Case studyVivly × Aquin· May 2026

Structuring Social Data for AI

1Abstract 2Background 3Architecture 4Data Preparation 5Data Processing 6Process Views 7Conclusion

1.Abstract

This case study details the pipeline of extracting, structuring, and validating public sentiment data during a live privacy scandal. In February 2026, reports surfaced that human contractors were reviewing intimate footage captured by Meta Ray-Ban smart glasses, triggering a massive backlash regarding wearable AI and privacy.

To analyze this critical moment, the project integrated Vivly to autonomously identify signals and Aquin to rigorously inspect the dataset. The result is a clean, 1,500 entry training dataset sourced from Reddit and Hacker News that maps the public response to surveillance, privacy, and deceptive marketing.

2.Background

The catalyst for this data collection was a major privacy breach. It was revealed that human reviewers contracted through Sama in Kenya were actively watching user video and audio clips from Meta Ray-Ban glasses to train AI models. Because users largely believed these interactions were private, highly intimate footage captured in personal spaces was unexpectedly reviewed by third parties.

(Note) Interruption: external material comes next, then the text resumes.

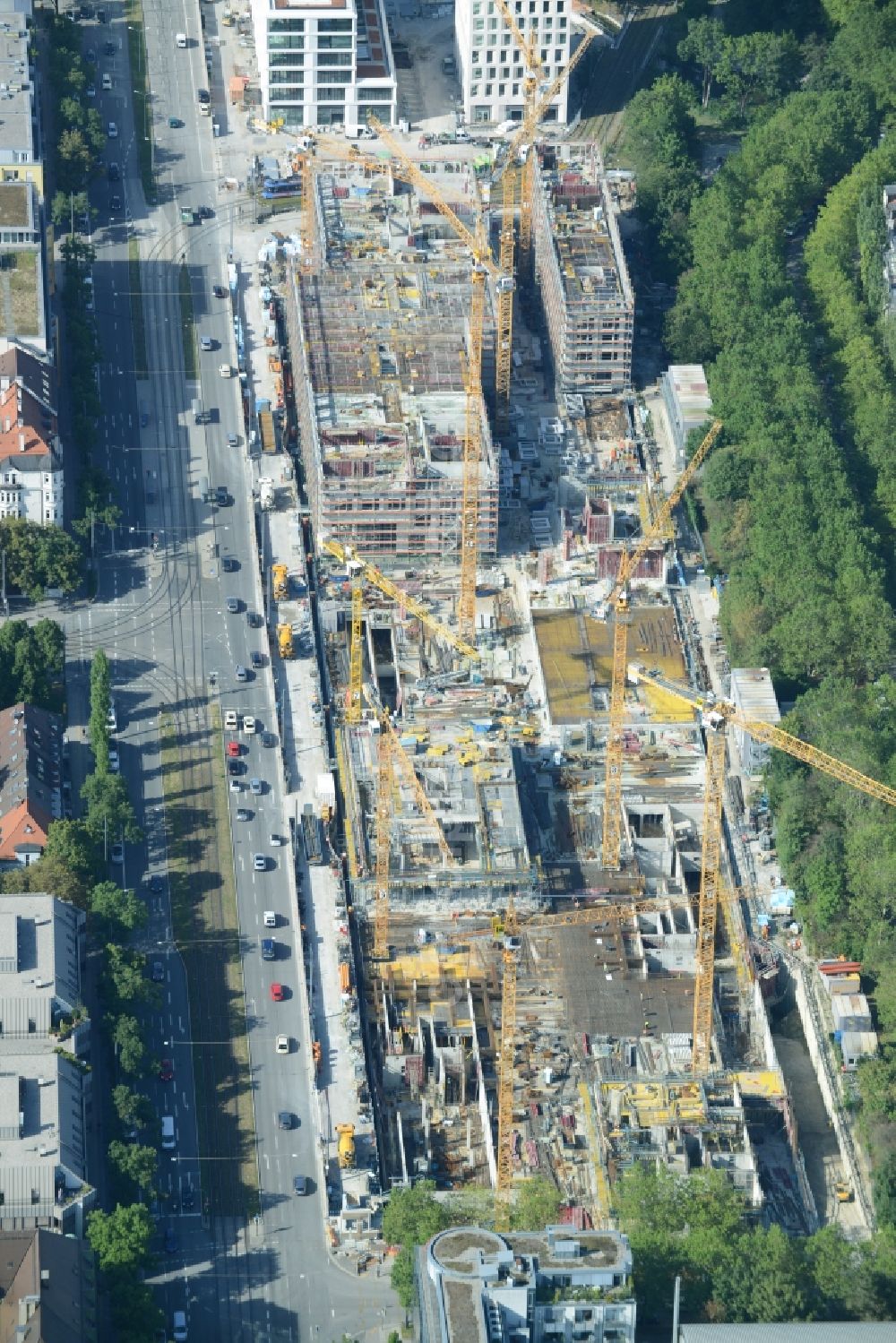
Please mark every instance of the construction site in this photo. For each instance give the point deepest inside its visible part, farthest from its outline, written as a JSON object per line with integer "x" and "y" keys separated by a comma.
{"x": 555, "y": 955}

After Swedish journalists exposed the operation, Meta abruptly cut ties with Sama. This led to over 1,000 workers losing their jobs overnight and sparked immediate lawsuits and investigations over deceptive marketing practices and consumer surveillance.

3.Architecture

This project utilizes two primary platforms to process the unstructured data into a secure training set.

1. Data Acquisition and Structuring: Vivly

Vivly is a signal identification platform for public and social data. It surfaces meaningful signals from large scale discussions, helping enterprises understand exactly what is being discussed, by whom, and why it matters.

The project used the Vivly SDK, available via pip and npm, to fetch relevant discussions around the Meta Ray-Ban privacy controversy.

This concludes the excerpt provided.